Auf der Zielgeraden? Die Verhandlungen um das gemeinsame europäische Asylsystem (GEAS)

(Katrin Hatzinger)

Nach der intensiven Arbeiten der dänischen Ratspräsidentschaft scheint es so, als könnten die Verhandlungen über die Neufassung der Asylrechtsinstrumente tatsächlich im 2. Halbjahr unter dem Vorsitz von Zypern abgeschlossen werden. Zur Revision stehen weiterhin u.a. die Asylverfahrensrichtlinie und die Dublin-II-Verordnung an. Eine politische Einigung wurde am 13. Juli 2012 über die Richtlinie über Aufnahmebedingungen erzielt - aus flüchtlingspolitischer Sicht ein fauler Kompromiss.

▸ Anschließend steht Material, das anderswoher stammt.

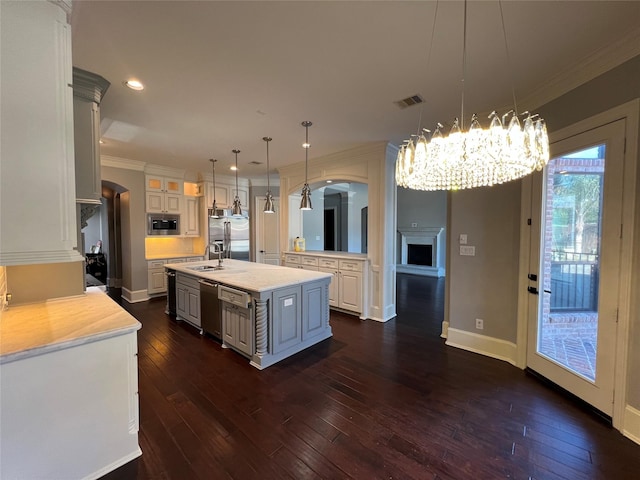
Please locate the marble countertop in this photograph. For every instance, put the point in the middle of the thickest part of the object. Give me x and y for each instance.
(43, 327)
(250, 276)
(335, 254)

Das Europäische Parlament, die Europäischen Kommission und die jeweilige Ratspräsidentschaft verhandeln im sog. Trialogverfahren, weitestgehend unter Ausschluss der Öffentlichkeit. Als sehr problematisch erweist sich insbesondere die Neufassung der Regelung zur Inhaftierung von Asylsuchenden.

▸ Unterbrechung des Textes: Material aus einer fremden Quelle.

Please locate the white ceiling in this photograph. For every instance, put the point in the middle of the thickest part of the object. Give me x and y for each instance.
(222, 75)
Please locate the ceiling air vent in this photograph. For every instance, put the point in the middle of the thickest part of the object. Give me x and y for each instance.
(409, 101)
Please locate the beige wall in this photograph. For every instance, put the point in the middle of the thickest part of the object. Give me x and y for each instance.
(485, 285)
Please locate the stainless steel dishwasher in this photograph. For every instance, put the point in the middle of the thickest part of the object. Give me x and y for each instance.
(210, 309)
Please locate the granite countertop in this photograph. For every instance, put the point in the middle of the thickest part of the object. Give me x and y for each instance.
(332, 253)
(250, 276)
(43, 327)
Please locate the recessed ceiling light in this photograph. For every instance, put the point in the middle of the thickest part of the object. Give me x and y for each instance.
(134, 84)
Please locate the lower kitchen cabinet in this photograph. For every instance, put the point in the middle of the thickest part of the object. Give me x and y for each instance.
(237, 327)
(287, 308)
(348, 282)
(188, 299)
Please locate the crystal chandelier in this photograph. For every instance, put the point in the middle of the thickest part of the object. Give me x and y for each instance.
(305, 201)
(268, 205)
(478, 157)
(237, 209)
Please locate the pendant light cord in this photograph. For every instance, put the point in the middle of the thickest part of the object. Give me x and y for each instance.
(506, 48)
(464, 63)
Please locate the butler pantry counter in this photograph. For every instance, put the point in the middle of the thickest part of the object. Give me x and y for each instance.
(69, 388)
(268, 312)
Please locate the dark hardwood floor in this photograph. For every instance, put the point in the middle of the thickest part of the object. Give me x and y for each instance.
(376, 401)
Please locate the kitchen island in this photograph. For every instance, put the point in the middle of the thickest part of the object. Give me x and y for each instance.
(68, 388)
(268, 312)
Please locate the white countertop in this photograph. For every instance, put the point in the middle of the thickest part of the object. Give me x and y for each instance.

Das bisherige europäische Asylrecht definiert keine Inhaftierungsgründe für Asylsuchende, sondern regelt in der Asylverfahrensrichtlinie (Art. 18) lediglich, dass Mitgliedstaaten eine Person nicht allein deshalb in Gewahrsam nehmen dürfen, weil es sich bei ihr um einen Asylbewerber handelt. Bei einer etwaigen Inhaftierung soll außerdem eine rasche gerichtliche Überprüfung des Gewahrsams möglich sein.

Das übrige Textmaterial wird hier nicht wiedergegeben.